NYC Diamond Blog has been informing our followers for close to a year now that Exchange Traded Funds consisting exclusively of Brilliant Cut Round Diamonds are close to becoming a reality.
That information has been confirmed by our industry contacts, and now here is the latest from an internal trade publication confirming that this innovation will in fact be more widespread than original foretasted.
Indications are that by the end of calendar year, there will be a number of traded portfolios on the investment market that are based on diamond commodities, according to the Economic Times. Among the firms intending to turn precious gems into trading commodities are Swatch’s Canadian retail chain Harry Winston.

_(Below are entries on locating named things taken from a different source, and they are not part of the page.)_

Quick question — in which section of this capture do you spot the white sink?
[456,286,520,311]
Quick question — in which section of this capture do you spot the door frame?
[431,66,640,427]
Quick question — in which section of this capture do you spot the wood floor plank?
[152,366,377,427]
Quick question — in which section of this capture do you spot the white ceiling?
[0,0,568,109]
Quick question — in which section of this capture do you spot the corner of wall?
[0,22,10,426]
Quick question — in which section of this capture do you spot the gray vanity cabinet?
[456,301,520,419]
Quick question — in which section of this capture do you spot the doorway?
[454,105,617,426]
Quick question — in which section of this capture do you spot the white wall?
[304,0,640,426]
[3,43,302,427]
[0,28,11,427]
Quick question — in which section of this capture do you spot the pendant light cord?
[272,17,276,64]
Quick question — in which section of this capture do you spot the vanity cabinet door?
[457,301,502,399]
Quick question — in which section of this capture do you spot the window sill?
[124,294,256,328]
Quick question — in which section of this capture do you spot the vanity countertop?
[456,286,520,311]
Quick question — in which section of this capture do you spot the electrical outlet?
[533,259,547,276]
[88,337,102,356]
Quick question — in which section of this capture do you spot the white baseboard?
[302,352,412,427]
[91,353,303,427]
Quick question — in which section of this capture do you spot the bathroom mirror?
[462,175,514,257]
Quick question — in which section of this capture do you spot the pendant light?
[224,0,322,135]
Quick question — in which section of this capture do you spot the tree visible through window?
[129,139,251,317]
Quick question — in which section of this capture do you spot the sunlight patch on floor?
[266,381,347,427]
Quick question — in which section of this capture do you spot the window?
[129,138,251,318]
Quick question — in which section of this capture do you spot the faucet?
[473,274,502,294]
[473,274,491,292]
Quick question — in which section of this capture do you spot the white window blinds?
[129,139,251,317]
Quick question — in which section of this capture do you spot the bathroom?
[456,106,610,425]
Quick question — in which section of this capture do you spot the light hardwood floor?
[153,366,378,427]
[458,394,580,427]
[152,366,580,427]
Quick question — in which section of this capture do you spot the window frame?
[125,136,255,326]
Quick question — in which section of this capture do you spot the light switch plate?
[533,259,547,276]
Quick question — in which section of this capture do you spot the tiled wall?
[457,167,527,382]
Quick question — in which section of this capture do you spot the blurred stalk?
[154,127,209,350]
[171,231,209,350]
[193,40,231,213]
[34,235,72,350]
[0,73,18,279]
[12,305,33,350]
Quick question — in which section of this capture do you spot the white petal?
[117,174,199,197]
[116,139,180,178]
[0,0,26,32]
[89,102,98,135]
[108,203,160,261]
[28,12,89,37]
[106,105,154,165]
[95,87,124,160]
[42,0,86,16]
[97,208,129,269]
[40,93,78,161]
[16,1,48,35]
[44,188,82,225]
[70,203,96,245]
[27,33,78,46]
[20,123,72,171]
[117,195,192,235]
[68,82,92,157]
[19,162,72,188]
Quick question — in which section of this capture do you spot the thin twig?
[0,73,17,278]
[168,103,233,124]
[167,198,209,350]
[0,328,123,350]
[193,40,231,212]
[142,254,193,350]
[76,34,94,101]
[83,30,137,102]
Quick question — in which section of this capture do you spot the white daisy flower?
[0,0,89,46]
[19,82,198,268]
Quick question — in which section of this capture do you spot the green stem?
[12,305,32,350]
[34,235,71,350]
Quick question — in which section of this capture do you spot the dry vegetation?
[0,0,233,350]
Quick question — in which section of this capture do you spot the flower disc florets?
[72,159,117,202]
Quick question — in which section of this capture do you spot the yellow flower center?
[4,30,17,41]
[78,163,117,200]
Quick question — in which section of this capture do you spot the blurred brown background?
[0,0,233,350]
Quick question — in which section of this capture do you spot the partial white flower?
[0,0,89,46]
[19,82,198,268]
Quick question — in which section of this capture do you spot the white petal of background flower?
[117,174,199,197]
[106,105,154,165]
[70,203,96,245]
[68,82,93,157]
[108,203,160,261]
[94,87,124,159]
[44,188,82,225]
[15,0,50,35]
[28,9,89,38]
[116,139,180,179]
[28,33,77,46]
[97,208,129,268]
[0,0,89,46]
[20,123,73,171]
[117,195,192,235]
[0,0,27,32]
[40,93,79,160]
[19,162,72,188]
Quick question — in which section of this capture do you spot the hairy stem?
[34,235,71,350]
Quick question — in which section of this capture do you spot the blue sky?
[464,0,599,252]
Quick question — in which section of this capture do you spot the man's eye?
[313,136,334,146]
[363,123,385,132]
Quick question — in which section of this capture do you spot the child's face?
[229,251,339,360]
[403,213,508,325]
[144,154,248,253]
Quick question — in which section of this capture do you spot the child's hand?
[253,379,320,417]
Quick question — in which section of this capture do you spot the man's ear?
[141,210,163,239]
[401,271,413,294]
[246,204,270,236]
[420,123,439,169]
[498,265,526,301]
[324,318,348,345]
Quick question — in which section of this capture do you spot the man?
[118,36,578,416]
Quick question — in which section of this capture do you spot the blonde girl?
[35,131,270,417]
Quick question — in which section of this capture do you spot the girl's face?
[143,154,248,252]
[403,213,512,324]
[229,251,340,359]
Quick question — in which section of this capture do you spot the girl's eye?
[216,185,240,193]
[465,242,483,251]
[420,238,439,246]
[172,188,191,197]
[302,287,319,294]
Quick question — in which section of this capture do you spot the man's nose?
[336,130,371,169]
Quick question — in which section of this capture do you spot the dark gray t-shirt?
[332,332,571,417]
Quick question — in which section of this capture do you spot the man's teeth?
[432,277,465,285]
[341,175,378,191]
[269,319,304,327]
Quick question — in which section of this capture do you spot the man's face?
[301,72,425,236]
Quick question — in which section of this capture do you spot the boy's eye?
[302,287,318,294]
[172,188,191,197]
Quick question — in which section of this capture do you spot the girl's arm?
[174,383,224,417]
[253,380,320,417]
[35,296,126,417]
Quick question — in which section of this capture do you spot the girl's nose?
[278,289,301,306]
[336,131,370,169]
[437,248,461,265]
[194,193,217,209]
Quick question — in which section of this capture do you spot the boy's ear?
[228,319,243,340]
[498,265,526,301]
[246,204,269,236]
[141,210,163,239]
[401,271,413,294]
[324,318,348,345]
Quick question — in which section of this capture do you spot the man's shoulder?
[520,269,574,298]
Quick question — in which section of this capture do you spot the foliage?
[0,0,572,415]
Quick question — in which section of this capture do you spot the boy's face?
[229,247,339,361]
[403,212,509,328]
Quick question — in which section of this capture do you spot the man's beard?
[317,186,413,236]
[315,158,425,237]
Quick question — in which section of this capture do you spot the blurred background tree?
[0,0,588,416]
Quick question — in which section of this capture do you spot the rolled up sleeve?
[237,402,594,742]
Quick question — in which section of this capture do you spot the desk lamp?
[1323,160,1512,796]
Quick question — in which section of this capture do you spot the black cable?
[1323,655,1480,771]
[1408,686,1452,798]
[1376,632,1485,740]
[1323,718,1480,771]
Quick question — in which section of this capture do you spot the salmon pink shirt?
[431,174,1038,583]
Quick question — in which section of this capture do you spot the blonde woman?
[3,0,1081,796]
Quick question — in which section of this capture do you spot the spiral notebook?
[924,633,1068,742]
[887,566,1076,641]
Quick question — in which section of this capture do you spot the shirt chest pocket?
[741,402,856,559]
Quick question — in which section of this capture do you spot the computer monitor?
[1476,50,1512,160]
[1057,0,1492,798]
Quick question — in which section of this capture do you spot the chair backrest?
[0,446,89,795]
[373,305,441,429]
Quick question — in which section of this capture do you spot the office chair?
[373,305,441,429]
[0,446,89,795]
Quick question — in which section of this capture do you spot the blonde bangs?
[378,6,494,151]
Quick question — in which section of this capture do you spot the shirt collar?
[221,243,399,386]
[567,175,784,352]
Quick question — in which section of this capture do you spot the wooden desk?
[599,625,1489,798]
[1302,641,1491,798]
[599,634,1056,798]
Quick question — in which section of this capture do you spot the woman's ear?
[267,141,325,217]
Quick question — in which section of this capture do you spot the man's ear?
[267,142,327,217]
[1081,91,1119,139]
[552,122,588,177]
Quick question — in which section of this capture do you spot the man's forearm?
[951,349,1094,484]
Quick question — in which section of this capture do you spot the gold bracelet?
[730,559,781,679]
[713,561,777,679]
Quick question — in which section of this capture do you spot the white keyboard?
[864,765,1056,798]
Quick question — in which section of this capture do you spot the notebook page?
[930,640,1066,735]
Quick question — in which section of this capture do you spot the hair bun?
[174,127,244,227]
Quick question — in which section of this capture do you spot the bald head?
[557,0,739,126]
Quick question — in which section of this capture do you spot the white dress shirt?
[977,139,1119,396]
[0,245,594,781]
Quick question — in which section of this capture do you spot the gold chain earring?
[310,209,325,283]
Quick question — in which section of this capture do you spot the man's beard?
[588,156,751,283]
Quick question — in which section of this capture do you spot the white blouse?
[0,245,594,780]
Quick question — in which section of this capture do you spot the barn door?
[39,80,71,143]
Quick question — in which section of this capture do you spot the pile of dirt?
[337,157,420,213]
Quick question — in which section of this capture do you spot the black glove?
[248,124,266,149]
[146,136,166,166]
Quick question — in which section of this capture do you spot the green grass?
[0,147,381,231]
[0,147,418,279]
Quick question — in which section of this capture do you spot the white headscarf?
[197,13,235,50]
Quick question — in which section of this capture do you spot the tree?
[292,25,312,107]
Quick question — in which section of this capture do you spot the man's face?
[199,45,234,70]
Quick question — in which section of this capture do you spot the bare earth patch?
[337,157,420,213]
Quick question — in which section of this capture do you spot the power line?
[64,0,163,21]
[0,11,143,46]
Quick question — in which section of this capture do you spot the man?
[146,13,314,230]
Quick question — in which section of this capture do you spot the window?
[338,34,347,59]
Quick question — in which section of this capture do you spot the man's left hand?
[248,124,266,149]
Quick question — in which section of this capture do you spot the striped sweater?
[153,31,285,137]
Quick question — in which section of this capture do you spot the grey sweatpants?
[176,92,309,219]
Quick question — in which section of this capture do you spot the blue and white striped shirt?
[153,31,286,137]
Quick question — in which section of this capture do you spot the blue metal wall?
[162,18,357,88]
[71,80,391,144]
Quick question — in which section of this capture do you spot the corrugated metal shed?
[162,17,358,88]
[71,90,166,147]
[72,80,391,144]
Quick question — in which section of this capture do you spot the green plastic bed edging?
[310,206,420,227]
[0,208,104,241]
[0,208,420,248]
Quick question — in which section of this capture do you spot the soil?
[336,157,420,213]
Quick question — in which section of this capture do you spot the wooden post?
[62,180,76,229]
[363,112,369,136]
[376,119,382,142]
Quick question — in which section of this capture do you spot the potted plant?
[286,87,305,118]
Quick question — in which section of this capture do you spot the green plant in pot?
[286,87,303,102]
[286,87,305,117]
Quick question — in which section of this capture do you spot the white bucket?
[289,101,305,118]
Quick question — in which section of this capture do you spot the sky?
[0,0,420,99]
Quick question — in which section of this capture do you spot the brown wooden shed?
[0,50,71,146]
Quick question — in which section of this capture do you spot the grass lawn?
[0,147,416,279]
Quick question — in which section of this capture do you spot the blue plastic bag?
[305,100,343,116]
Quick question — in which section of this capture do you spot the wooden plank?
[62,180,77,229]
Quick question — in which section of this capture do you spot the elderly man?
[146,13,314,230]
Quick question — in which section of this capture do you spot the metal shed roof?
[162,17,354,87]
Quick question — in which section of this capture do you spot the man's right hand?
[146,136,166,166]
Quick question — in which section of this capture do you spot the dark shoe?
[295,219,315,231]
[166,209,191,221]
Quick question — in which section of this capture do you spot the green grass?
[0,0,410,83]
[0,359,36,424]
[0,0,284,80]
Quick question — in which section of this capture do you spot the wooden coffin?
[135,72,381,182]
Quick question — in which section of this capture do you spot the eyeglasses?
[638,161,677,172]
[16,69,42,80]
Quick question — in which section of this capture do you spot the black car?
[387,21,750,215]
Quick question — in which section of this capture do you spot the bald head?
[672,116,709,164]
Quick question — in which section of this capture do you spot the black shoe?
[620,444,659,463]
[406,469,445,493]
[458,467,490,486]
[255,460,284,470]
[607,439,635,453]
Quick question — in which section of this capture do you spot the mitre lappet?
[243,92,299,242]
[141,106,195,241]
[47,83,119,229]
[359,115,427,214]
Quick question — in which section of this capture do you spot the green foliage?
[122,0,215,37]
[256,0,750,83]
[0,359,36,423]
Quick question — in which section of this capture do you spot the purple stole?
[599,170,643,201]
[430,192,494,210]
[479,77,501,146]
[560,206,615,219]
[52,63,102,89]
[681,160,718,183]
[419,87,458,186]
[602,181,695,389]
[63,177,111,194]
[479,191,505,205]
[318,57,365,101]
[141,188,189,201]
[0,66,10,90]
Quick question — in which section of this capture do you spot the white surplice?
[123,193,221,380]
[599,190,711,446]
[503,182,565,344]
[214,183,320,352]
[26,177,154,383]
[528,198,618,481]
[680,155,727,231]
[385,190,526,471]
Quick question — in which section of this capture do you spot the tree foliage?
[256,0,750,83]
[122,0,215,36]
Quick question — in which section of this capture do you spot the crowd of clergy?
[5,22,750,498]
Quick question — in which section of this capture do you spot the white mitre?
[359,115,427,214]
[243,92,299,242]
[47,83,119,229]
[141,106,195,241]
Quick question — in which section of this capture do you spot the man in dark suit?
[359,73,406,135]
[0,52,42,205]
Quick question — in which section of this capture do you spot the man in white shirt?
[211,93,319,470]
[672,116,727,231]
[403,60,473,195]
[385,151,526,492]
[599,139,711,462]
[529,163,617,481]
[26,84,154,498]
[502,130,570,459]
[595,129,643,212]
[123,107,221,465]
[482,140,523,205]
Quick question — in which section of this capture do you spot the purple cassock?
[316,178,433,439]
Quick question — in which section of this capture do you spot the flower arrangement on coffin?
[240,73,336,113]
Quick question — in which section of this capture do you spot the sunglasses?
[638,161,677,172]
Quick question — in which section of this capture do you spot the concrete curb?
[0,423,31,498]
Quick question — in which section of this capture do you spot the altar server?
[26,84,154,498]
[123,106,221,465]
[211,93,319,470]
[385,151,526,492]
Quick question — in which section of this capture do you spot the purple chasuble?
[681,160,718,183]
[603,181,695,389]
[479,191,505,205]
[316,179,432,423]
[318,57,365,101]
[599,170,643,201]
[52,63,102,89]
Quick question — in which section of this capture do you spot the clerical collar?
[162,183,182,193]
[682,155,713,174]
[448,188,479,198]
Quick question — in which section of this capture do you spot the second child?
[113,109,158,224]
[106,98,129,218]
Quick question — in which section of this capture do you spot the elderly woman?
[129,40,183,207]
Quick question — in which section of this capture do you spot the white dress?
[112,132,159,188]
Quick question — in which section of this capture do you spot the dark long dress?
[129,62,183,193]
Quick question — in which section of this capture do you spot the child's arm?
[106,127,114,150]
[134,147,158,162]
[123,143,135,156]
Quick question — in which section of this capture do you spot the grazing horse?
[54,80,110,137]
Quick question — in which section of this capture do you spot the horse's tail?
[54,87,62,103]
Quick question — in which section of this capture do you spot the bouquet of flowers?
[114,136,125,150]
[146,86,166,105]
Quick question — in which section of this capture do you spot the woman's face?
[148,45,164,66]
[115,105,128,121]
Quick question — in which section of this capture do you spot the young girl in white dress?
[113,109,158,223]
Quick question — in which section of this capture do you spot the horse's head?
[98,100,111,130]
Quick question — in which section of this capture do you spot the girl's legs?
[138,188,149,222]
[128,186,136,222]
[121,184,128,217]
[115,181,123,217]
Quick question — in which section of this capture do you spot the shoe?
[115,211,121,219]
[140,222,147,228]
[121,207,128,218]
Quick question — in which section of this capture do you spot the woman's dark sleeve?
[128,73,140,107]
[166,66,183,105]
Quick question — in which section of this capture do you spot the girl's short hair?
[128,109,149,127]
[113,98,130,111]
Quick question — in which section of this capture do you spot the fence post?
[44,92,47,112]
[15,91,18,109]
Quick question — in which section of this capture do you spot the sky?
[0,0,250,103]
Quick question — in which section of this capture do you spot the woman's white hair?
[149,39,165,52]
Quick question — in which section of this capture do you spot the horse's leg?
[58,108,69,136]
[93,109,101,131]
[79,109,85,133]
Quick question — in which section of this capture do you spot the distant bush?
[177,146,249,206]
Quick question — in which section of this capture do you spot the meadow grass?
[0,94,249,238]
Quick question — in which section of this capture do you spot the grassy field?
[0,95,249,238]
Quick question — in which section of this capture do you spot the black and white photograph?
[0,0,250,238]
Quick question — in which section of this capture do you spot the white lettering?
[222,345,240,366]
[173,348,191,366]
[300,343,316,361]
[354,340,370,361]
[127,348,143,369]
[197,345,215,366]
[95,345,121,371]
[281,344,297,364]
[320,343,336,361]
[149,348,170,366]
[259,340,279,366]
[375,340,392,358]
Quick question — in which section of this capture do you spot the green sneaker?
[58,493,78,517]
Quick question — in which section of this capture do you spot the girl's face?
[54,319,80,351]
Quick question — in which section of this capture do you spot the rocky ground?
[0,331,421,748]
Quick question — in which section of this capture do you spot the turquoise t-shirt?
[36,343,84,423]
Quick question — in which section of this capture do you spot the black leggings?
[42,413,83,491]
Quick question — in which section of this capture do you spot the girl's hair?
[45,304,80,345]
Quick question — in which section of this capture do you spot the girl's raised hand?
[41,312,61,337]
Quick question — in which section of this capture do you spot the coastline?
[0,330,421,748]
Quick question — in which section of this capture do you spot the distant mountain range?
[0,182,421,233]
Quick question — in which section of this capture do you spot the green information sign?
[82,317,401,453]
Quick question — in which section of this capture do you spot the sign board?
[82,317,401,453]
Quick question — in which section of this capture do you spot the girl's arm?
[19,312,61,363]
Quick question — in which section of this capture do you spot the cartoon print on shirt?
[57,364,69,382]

IndexQ, a firm that has already brought over a dozen exchange-traded funds, or ETF’s, to market in recent years, is close to actualizing its plan to do the same for diamonds, first reported here two years ago. The Securities and Exchange Commission is now considering its proposal, to be based on 1-carat gems that would be stored in an Antwerp vault.
Harry Winston is collaborating with a Swiss asset manager to establish a quarter-billion dollar fund which would funnel hedge fund and pension cash into purchases of its own diamonds ranging from half a carat to six carats.
Diamond industry expert Martin Rapaport has also hinted that he intends to release investor-friendly diamond products by year’s end, but gave no details.
Diamond industry players hope to repeat the success of the gold market, where investment has driven growth to great heights. According to the Economic Times, commodification of diamonds was tried in the past but it didn’t take, in part because it made little sense when the diamond industry was dominated by a single company, De Beers.